Fashion Week: Patricia Field Parties with Santogold; Betsey Johnson Gives Peaches Geldof a Hamburger; Alice + Olivia Show Art You Can't Wear
Yesterday was day four of Fashion Week and also President's Day (pour a Veuve Clicquot on the curb for McKinley!), and your correspondents were happily back in our own turf: downtown. The Bryant Park tents in Midtown are glamorous, sure, with their Anna Wintour sightings and living dolls in taffeta and lace, but the East Village's quirky disarray was a euphoric sight for some. "I've missed this part of town," sighed one reporter who got tipsy on Avenue A two nights prior.
The designers we saw on Monday all fit a downtown construct - if there are three Weird Sisters in New York fashion, they are Patricia Field, Betsey Johnson, and Stacey Bendet. (Though, for the record, each seemed friendlier than a witch.) These women are esteemed for leveling off-ways looks into the mainstream, and are equally infamous for their wacky personal style. After all, "less is more" is so uptown.
Patricia Field is best known, and occasionally stampeded by Jersey girls in West Village, for being the costume designer for Sex and the City. While there, she straddled what we now dub "the crackhead conundrum," that line between looking creatively chic and looking like your outfit came from seven different dumpsters. Field never met a pattern she didn't like and piled them on with wild accessories and towering hair, clashing be damned. It's an imposing and unique look, one she pulled of like few before or since, and it's why Carrie sometimes looked one scarf away from meltdown. And Field, with her neon magenta hair and clanking plastic jewelry, is no shrinking violet herself.
In a rare move, she opened her cavernous home on the Bowery for a friend's fashion show. Gerlan Jeans, a new streetwear label, offered primary colors and patterns of striking arrows and thatches. Combined in dizzying multiples, the prints mimicked the playful, bright images of M.I.A. or Santogold, the latter of whom was in attendance. A great deal of Gerlan's clothes were shapeless, though, and if taken away from the edgy makeup and hair of the models, would seem similar to anything already in a Williamsburg thrift shop. One angular man was wearing essentially a tablecloth of arrows, and he stopped and pirouetted in front of Field as if presenting his billowing self to the Queen of England. This is an example of "crackhead."
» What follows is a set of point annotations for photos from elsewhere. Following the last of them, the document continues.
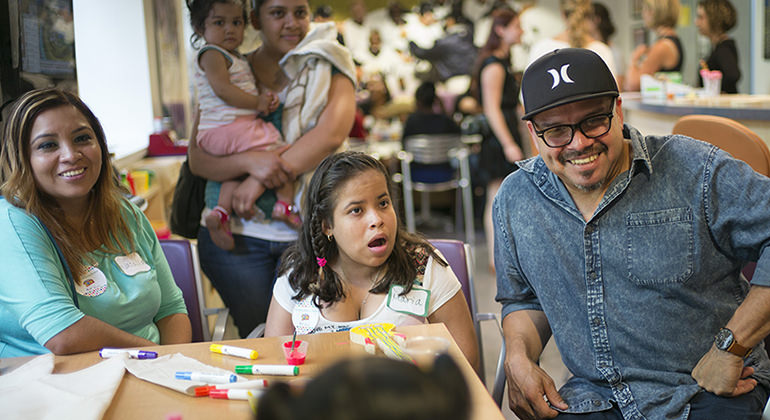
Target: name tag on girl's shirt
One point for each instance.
(131, 264)
(415, 302)
(92, 283)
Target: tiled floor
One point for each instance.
(485, 298)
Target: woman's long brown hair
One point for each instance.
(105, 228)
(500, 18)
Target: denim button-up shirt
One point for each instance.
(635, 295)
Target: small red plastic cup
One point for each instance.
(297, 355)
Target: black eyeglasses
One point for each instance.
(592, 127)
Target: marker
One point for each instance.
(211, 378)
(256, 384)
(268, 370)
(108, 352)
(234, 394)
(234, 351)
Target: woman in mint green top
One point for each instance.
(59, 192)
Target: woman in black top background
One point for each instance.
(714, 19)
(497, 91)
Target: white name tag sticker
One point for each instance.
(92, 283)
(131, 264)
(305, 319)
(415, 302)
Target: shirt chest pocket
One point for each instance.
(659, 246)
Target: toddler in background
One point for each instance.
(229, 104)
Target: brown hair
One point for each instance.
(500, 18)
(105, 223)
(720, 14)
(664, 12)
(200, 10)
(577, 13)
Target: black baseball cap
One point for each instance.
(563, 76)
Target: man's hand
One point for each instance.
(268, 167)
(528, 388)
(723, 373)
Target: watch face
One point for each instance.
(723, 339)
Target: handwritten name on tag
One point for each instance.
(415, 302)
(131, 264)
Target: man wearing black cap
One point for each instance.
(628, 248)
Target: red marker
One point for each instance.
(203, 391)
(234, 394)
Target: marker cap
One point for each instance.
(243, 369)
(203, 391)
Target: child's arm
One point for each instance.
(457, 318)
(267, 166)
(215, 65)
(244, 196)
(278, 320)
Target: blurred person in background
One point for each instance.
(665, 54)
(714, 19)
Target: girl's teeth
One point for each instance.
(73, 172)
(585, 160)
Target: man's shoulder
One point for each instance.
(675, 144)
(525, 178)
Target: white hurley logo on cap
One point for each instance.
(564, 76)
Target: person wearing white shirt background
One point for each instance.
(355, 30)
(577, 17)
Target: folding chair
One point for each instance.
(182, 257)
(440, 152)
(458, 255)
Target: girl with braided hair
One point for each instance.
(354, 264)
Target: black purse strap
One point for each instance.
(64, 264)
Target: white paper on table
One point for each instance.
(32, 392)
(162, 371)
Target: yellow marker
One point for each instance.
(234, 351)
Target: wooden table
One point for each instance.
(137, 399)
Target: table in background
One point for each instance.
(138, 399)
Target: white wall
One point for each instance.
(113, 70)
(760, 67)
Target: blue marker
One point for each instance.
(209, 378)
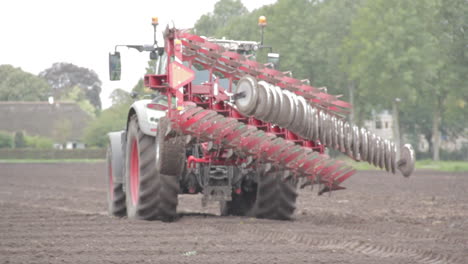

In the past 40+ years, Betsey Johnson has worked diligently to create her own happy universe of punk-tinged dresses, rose print shoes, and fuschia handbags. She recently gave this cheeky place a name, Betseyville, which is emblazoned on her accessories. And this year, instead of a runway show, Betseyville migrated to the heart of the Garment District for a lively "Betsey Crocker" themed installation. Soda-jerk waiters rotated with veggie burgers and fries, '50s pop boomed from a DJ booth, and models in glittering party frocks danced behind velvet ropes (was the barrier so no one would feed them?). The most recognizable of them was Fatima from America's Next Top Model, who smiled with her eyes in a Tyra-approved way. Peaches Geldof slumped around the fringes and made gutteral sounds to reporters, her eyes rimmed in alarming, sunken red.
Johnson herself, choppy blond hair poking under a tall white chef's hat, joked and ran flirtatiously through the room as cameras scurried behind her. There were no surprises in her collection - more sequins, skulls, and pink-and-black nylon dresses with petticoats - but the woman once employed Edie Sedgwick as her house model, and has been remarkably fun ever since.
Her gift bag, it's worth noting, was also by far the most elaborate. Sunglasses, underwear, a makeup palette with a sound chip. There is no recession in Betseyville.
But while Betsey spared (almost) no expense, Stacey Bendet, upstart designer of Alice + Olivia, gave the most money-conscious show of the week in her 40th Street boutique. A few models in cocktail dresses worked the corner but the presentation was mostly towering photos of models embellished with real accessories. In the spacious store, it seemed like a swanky gallery opening.
Bendet, a frequent tabloid figure for her skinny size and marriage to Disney heir Eric Eisner, cradled her baby and pointed out the more rock 'n' roll elements of her new line - studs and ribbons on the handbags, green yarn-like epaulets on the black tees (Brandon Flowers would love 'em), the asymmetrical hem on a gorgeous white strapless column. Models, and one of your correspondents, strutted in Alice + Olivia's great black patent boots from Payless. Assorted Kardashian sisters milled around the Preseco tray and Shenae Grimes from the new 90210 nudged her age-appropriate boyfriend in a small, determined path across the room. The emphasis of the evening seemed as much about Bendet's $25 Payless shoes as her $600 gowns, which was odd, but there was free candy.